Eating well during pregnancy is essential for your baby's development and your health. Learn what to eat, what to avoid, and how to maintain a balanced diet.

Essential Nutrients During Pregnancy

Folic Acid

Amount: 400-800 mcg daily

Why: Prevents neural tube defects

Sources: Leafy greens, fortified cereals, legumes

Iron

Amount: 27 mg daily

Why: Supports increased blood volume

Sources: Red meat, spinach, beans, fortified foods

Calcium

Amount: 1,000 mg daily

Why: Builds baby's bones and teeth

Sources: Dairy, fortified plant milk, leafy greens

Protein

Amount: 71 g daily

Why: Supports tissue and organ development

Sources: Lean meat, poultry, fish, eggs, legumes

DHA (Omega-3)

Amount: 200-300 mg daily

Why: Brain and eye development

Sources: Fatty fish, walnuts, flaxseed, fortified eggs

Vitamin D

Amount: 600 IU daily

Why: Helps absorb calcium

Sources: Sunlight, fortified milk, fatty fish

✅ Foods to Eat During Pregnancy

Fruits & Vegetables

  • • Leafy greens (spinach, kale)
  • • Berries (high in antioxidants)
  • • Oranges (vitamin C)
  • • Sweet potatoes (vitamin A)
  • • Avocados (healthy fats)

Proteins

  • • Lean beef and pork
  • • Chicken and turkey
  • • Eggs (fully cooked)
  • • Legumes and beans
  • • Greek yogurt

Whole Grains

  • • Quinoa
  • • Brown rice
  • • Whole wheat bread
  • • Oatmeal
  • • Fortified cereals

Dairy

  • • Pasteurized milk
  • • Hard cheeses
  • • Greek yogurt
  • • Cottage cheese

❌ Foods to Avoid During Pregnancy

Raw or Undercooked Foods

Raw fish (sushi with raw fish), rare meat, raw eggs, raw cookie dough

High-Mercury Fish

Shark, swordfish, king mackerel, tilefish.
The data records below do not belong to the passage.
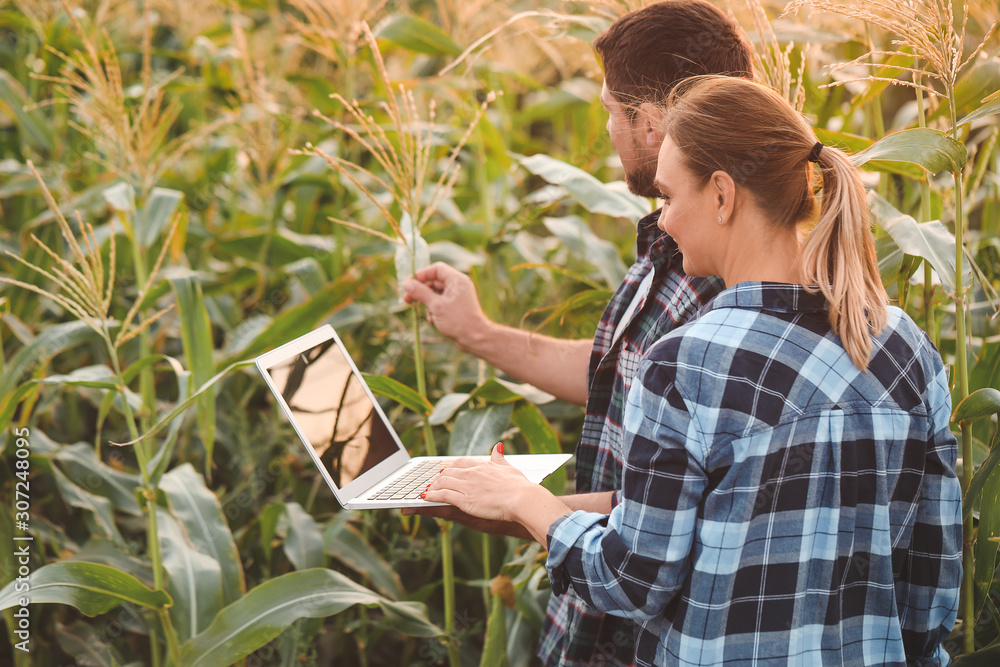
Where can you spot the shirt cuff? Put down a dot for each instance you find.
(562, 538)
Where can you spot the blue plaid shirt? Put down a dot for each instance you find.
(574, 633)
(779, 506)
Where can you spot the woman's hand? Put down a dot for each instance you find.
(485, 489)
(497, 491)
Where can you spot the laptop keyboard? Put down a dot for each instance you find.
(411, 484)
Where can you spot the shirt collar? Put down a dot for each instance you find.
(653, 243)
(777, 297)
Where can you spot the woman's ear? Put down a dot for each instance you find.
(649, 120)
(723, 190)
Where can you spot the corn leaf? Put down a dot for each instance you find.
(264, 612)
(199, 511)
(416, 34)
(196, 334)
(90, 587)
(477, 431)
(931, 149)
(399, 392)
(194, 579)
(345, 543)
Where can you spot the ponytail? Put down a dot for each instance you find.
(753, 134)
(839, 257)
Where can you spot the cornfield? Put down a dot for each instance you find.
(187, 184)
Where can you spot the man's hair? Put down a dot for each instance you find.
(647, 51)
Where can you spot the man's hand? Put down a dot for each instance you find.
(451, 301)
(554, 365)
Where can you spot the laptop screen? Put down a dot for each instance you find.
(334, 411)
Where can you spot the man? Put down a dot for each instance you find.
(644, 53)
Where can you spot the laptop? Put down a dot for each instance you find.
(347, 434)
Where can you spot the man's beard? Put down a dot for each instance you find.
(640, 177)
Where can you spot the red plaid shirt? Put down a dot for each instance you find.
(574, 633)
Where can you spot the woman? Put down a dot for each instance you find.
(789, 494)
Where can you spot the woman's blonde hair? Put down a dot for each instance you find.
(748, 131)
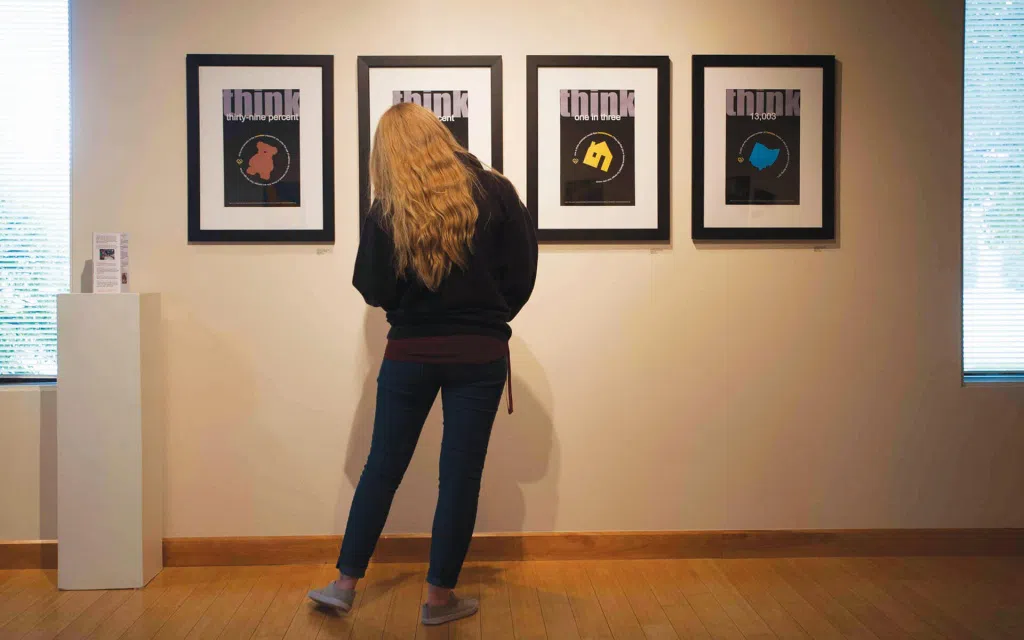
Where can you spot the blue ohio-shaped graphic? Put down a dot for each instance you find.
(762, 157)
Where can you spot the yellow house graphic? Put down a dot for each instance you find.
(598, 156)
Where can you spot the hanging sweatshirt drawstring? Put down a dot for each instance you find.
(508, 358)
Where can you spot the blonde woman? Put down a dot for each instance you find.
(450, 252)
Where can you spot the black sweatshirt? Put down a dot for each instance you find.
(478, 300)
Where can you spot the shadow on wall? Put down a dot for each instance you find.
(522, 459)
(48, 463)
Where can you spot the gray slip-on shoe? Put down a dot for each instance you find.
(334, 597)
(457, 608)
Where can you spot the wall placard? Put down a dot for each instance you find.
(764, 147)
(598, 147)
(465, 92)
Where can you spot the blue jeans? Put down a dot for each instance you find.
(406, 391)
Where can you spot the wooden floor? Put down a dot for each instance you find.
(954, 598)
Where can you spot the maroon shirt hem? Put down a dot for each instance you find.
(455, 349)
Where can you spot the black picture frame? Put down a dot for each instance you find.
(195, 61)
(366, 62)
(826, 232)
(663, 65)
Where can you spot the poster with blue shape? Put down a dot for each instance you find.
(762, 160)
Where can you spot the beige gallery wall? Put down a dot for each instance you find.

Limit tuna to 6 oz per week.

Unpasteurized Products

Unpasteurized milk, soft cheeses (feta, brie, camembert) unless labeled pasteurized

Deli Meats & Hot Dogs

Unless heated to steaming hot (165°F) to kill listeria bacteria

Excessive Caffeine

Limit to 200mg per day (about one 12 oz cup of coffee)

Alcohol

No amount of alcohol is safe during pregnancy

💧 Staying Hydrated

Drink 8-12 glasses (64-96 oz) of water per day. Proper hydration helps:

  • • Prevent constipation
  • • Reduce swelling
  • • Prevent urinary tract infections
  • • Regulate body temperature
  • • Support amniotic fluid levels

Sample Day of Eating

Breakfast

Oatmeal with berries and walnuts, Greek yogurt, glass of fortified orange juice

Snack

Apple slices with peanut butter

Lunch

Grilled chicken salad with spinach, chickpeas, and avocado; whole grain roll

Snack

Cheese and whole grain crackers

Dinner

Baked salmon, quinoa, roasted sweet potatoes and broccoli

Evening Snack

Handful of almonds or a small bowl of berries

Talk to Your Healthcare Provider

Always consult with your doctor or dietitian for personalized nutrition advice during pregnancy.